In Re: Estate of Sheikh Mohamed Bin Ali Bin Saad El Mandiry (Deceased) (Cause No. 10 of 1933) [1938] EACA 172 (1 January 1938)
Full Case Text
## PROBATE AND ADMINISTRATION
## Before LUCIE-SMITH, J.
## IN THE ESTATE OF SHEIKH MOHAMED BIN ALI BIN SAAD. EL•MANDIRY (Deceased)
## Cause No. 10 of 1933
Practice—Application by an Administrator for release—Originating Summons-Order XXXIV, Rules 1 and 2.
Held (25-11-39).—That the proper procedure is by way of Originating Summons and not by way of Petition or Notice of Motion.
Bryson for Applicant.
Inamdar, Budhdeo and A. B. Patel for Respondents.
RULING.—This is an application by the Administrator of the estate of Sheikh Mahomed bin Ali bin Saad deceased that he be released from his appointment as Administrator de bonis non of the said estate.
There is also a petition on the file by the Public Trustee asking that he the Public Trustee be granted Letters of Administration to the said estate—but with that petition we are not at present concerned.
Mr. Inamdar for one of the respondents to the application has in limine objected to the procedure adopted. Mr. Inamdar argues that the application should be by way of petition by a third partyin this case the Public Trustee—such petition being duly verified and not by way of notice of motion. Mr. Patel for another respondent associated himself with Mr. Inamdar's contention.
Mr. Budhdeo at first found himself unable to associate himself with Messrs. Inamdar and Patel but subsequently saw the light and fell into line.

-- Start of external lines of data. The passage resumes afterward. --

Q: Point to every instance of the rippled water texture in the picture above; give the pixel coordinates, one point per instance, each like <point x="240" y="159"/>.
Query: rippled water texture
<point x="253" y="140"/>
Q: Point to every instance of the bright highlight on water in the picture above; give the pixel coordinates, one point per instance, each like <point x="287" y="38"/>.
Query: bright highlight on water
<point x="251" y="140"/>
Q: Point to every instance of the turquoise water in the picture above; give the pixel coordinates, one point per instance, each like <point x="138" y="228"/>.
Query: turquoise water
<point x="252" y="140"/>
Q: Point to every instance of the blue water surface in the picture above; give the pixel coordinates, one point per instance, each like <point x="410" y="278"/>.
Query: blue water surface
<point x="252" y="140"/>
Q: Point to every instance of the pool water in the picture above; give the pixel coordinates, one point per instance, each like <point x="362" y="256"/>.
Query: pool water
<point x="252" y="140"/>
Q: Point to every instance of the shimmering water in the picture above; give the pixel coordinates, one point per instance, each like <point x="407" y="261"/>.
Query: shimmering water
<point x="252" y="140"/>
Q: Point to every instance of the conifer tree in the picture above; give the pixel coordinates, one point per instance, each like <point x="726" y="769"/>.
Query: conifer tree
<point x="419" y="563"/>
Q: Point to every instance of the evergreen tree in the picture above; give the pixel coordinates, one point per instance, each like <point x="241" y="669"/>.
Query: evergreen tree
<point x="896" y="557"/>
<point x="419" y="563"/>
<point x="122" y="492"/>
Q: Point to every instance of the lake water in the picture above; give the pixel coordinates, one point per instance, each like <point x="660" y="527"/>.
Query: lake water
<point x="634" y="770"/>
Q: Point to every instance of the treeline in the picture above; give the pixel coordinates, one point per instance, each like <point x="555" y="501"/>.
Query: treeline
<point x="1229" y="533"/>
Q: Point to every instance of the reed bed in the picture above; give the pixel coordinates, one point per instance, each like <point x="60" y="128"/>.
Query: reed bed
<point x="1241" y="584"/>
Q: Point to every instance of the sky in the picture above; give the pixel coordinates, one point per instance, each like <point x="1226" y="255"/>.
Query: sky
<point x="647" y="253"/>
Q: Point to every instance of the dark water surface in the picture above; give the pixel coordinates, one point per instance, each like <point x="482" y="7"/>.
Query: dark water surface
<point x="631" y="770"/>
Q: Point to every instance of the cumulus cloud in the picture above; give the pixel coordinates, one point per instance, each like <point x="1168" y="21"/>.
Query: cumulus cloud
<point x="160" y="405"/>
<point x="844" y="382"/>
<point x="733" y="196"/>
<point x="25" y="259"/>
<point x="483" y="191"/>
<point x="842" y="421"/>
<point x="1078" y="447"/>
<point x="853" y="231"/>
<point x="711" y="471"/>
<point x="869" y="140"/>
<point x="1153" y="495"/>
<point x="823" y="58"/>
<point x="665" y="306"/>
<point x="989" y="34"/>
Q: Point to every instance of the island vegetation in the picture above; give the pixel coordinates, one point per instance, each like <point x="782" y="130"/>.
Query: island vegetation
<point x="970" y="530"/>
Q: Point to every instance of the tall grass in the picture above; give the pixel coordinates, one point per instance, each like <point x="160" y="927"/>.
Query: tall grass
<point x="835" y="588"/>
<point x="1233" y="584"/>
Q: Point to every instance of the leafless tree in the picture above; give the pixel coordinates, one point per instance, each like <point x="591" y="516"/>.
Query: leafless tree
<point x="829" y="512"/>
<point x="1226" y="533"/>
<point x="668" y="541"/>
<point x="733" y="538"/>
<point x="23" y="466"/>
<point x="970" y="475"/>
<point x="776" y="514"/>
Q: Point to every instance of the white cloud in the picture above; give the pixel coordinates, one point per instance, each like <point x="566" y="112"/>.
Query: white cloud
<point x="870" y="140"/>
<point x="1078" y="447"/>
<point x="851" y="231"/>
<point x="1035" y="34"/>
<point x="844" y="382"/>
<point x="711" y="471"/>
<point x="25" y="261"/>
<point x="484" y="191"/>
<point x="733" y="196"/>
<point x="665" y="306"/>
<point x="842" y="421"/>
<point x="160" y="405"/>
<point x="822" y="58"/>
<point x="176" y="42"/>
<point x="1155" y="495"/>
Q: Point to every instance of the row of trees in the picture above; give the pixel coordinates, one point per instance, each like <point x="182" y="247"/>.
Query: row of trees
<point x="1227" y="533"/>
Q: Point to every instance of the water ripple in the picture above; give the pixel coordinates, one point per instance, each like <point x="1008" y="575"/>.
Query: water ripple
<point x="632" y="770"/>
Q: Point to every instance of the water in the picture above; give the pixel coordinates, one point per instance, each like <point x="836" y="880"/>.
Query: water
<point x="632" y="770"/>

Mr. Bryson for the applicant argued that the proper procedure following the English practice is by way of Originating Summons A. P. (1939) 2601. In view of our Order XXXIV, Rule 1 $(g)$ and Rule 2, I am of opinion that Mr. Bryson's contention is the correct one more especially in view of the fact that our Order is taken from the English Rules. I think that Mr. Budhdeo put his finger on the spot when he pointed out that this application is not for revocation but release. $\mathcal{M} \to \mathcal{M}$ $\mathcal{A}^{\pm}$
Having come to the above decision I find myself in a difficult position as the procedure successfully contended for by Mr. Bryson has not been followed by him, he having come by way of notice of motion and not by way of originating summons.
The respondents having failed in their preliminary contention as to procedure and the applicant though successful in his argument having failed to adopt the procedure for which he argued I think that there should be no order as to costs.
The notice of motion will be struck out, the applicant to be at liberty to take such further proceedings as he may be advised.